Мужик в халате поверх кителя буркнул:
– Раздевайся!
Когда я остался в одних трусах, он, оттопырив их, спросил:
– Вши, сифилис, гонорея?
– Нет, – собираясь одеться, ответил я.
– Трусы стягивай! – приказал мусор и, видя мое недоумение, добавил: – И присядь десять раз!
Не понимая, зачем, я подчинился, справедливо полагая, что тюремные издевательства начались. В камере потом объяснили: это часть досмотра, исключающая пронос запрещенного в заднице.

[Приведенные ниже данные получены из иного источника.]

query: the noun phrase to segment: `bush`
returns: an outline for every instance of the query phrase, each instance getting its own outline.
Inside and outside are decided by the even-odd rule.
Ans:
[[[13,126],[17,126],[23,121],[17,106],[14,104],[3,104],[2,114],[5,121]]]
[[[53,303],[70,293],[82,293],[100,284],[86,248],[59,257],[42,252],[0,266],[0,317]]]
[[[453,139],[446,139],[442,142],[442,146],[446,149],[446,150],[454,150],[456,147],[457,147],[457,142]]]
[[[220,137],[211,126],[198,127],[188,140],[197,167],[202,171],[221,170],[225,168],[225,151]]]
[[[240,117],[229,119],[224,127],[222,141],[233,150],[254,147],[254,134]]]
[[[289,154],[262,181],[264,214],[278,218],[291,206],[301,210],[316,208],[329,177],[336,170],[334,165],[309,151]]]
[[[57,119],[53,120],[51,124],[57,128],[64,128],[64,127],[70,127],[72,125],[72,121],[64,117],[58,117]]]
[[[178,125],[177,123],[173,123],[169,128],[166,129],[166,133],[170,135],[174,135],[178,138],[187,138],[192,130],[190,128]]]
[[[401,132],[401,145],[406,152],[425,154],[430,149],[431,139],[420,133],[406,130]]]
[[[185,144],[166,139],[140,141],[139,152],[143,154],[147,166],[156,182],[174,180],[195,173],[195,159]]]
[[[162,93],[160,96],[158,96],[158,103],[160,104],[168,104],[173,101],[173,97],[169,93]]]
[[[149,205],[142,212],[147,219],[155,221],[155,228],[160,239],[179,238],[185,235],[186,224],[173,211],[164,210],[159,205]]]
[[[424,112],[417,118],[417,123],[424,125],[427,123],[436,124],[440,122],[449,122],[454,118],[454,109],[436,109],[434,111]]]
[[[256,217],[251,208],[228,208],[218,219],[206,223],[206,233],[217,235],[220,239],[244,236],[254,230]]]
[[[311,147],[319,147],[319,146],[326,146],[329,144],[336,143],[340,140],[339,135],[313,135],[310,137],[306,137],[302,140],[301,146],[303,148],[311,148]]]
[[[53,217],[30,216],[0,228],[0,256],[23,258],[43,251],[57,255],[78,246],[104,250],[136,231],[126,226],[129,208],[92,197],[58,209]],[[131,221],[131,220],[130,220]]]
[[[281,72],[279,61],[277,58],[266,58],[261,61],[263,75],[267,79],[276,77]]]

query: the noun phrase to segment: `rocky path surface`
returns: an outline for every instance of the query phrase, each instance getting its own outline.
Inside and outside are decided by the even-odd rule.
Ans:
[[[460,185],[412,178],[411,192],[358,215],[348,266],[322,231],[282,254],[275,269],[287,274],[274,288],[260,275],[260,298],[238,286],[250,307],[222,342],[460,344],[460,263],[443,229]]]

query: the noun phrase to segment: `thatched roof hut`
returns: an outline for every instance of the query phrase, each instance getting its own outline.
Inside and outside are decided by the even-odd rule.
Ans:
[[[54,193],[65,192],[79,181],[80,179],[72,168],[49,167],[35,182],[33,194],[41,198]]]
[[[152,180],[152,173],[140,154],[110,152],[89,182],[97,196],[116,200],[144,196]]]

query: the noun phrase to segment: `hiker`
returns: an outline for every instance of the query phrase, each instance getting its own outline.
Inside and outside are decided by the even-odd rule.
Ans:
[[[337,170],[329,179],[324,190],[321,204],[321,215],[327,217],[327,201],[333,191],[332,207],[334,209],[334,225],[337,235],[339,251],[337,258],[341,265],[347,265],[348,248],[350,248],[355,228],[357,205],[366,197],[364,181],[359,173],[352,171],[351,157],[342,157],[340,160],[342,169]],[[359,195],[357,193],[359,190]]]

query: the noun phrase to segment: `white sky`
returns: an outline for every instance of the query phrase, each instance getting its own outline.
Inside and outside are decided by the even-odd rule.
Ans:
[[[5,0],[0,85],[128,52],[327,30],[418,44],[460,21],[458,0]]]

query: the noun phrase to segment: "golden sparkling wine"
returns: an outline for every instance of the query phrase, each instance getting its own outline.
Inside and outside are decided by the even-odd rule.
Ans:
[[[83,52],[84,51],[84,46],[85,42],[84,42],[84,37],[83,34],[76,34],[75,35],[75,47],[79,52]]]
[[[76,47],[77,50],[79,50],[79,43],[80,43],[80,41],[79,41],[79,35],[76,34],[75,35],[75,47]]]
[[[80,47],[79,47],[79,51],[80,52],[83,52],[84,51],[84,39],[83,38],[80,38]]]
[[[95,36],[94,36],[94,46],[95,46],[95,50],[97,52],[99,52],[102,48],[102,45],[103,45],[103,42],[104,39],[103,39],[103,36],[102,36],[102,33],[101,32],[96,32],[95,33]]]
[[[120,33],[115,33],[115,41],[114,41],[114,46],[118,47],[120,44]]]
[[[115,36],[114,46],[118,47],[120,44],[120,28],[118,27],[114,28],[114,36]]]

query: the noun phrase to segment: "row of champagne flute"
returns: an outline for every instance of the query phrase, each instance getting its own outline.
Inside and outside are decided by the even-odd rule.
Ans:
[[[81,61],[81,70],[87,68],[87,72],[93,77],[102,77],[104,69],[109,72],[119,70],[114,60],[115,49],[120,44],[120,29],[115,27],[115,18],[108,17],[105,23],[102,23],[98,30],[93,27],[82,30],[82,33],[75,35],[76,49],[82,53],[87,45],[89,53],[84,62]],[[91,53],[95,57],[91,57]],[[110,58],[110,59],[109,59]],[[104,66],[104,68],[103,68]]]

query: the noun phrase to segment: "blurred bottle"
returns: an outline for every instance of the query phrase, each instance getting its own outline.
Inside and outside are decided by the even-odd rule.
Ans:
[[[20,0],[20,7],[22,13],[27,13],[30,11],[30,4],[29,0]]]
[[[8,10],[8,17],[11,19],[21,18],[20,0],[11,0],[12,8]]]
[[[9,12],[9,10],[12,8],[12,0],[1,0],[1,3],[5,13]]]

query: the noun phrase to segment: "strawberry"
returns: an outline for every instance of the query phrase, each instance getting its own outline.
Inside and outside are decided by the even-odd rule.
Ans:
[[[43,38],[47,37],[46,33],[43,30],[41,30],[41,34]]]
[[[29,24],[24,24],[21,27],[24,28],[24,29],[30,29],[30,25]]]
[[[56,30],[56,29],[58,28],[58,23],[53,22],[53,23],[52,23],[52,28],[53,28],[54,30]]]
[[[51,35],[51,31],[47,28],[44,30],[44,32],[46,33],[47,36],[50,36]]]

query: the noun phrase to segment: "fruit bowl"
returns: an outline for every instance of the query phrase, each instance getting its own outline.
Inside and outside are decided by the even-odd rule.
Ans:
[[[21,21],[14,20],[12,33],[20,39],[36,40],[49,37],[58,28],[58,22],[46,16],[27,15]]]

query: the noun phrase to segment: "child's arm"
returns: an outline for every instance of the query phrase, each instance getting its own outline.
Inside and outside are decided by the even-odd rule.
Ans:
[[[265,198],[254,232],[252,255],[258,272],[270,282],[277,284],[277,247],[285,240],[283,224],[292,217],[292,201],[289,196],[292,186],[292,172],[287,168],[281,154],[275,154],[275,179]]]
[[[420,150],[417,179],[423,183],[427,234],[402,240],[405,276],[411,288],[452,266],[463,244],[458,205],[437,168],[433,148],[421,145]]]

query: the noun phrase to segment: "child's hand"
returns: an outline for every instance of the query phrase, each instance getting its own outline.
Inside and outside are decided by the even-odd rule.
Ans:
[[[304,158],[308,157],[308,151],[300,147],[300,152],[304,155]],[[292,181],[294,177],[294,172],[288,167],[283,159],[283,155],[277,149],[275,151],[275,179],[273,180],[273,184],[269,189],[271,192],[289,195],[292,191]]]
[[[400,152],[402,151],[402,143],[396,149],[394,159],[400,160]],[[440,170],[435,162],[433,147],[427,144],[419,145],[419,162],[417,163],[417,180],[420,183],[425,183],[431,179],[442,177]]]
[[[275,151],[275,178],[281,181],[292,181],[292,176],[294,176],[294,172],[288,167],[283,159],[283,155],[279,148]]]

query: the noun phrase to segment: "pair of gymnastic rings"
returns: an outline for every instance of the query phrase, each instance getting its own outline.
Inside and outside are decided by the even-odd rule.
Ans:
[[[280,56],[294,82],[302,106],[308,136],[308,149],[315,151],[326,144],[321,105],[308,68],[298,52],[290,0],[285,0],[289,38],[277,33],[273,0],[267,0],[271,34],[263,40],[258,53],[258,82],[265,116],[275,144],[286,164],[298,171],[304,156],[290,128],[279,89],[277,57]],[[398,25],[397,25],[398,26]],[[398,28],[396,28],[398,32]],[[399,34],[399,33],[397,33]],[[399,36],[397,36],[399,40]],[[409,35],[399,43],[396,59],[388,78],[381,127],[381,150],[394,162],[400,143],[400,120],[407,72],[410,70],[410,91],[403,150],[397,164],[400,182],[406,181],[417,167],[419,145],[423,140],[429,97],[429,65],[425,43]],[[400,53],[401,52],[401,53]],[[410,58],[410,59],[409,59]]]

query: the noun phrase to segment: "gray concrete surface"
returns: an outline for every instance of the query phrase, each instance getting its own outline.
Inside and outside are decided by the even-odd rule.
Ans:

Пока я одевался, мент раскурочил мою обувь. Выдернув шнурки, он разломал подметки и вытащил супинаторы. За перегородкой меня усадили на стул, и цирюльник включил машинку. Мотор загудел, и волосы посыпалась. Когда обрили, я поискал зеркало, но мастеру одной прически оно не требовалось. Свое отражение увидел в бане через неделю. Из старого, мутного осколка смотрел кто-то незнакомый, обросший щетиной, с бесконечной тоской в голубых глазах.
Сделав зеками, нас повели по переходам СИЗО. Осознать произошедшее и поверить в его неизбежность я не мог: мозг упрямо не воспринимал реальность. Казалось, еще поворот – и череда железных дверей исчезнет, и я вернусь в привычную суету. Но лязг решеток, отражаясь эхом от стен, затихал под потолком и возвращал к действительности.
Иную реальность я чувствовал при каждом вдохе и долго не мог понять, чем воняет: туалетом, сыростью или всем сразу? Зато через пару лет выражение «запах свободы» приобретет для меня буквальный, осязаемый смысл. Пока же в полной безнадеге я брел мрачным тюремным коридором.
‒ Стоять! Лицом к стене! – привычным движением конвойный вставил в дыру длинный, похожий на отмычку ключ и открыл дверь. Втолкнув меня внутрь, он клацнул замком. Я огляделся. Вокруг никого, один сумрак. Когда глаза привыкли, из полумрака проявились контуры большой комнаты. Высоко в углу, тщетно пытаясь осветить пространство, горела маленькая лампочка. Слабый свет выхватывал из темноты голые металлические нары. С другой стороны, сквозь решетку пробивалась полная луна. Я присел на привинченную скамью. Состояние безысходности овладело мной. Еще утром я и мысли не допускал о возможном аресте. Еще утром я имел свободу выбора, не сомневаясь, что так и будет. Прошел день и все изменилось. То, что считал естественным, стало невозможным, элементарное – трудновыполнимым, а невыносимое – нормой на долгие годы. Я ужаснулся.
Как долго я сидел, сказать трудно. Затем лег, сознание угасло, однако, проснувшись от холода, сразу не мог понять, куда попал. Вокруг стоял тот же полумрак, только вместо луны в окно проникал робкий свет зарождающегося дня. Я потянулся. Измятое железом тело нестерпимо ныло, мозг нехотя ожил и весь кошмар предыдущего дня проявился вновь. От бессилия я застонал. С грохотом открылась дверь.
‒ На выход! Руки за спину! Пошел! – скомандовала молодая девка, почти ровесница, в короткой, не по уставу, юбке и с двумя «соплями» на погонах.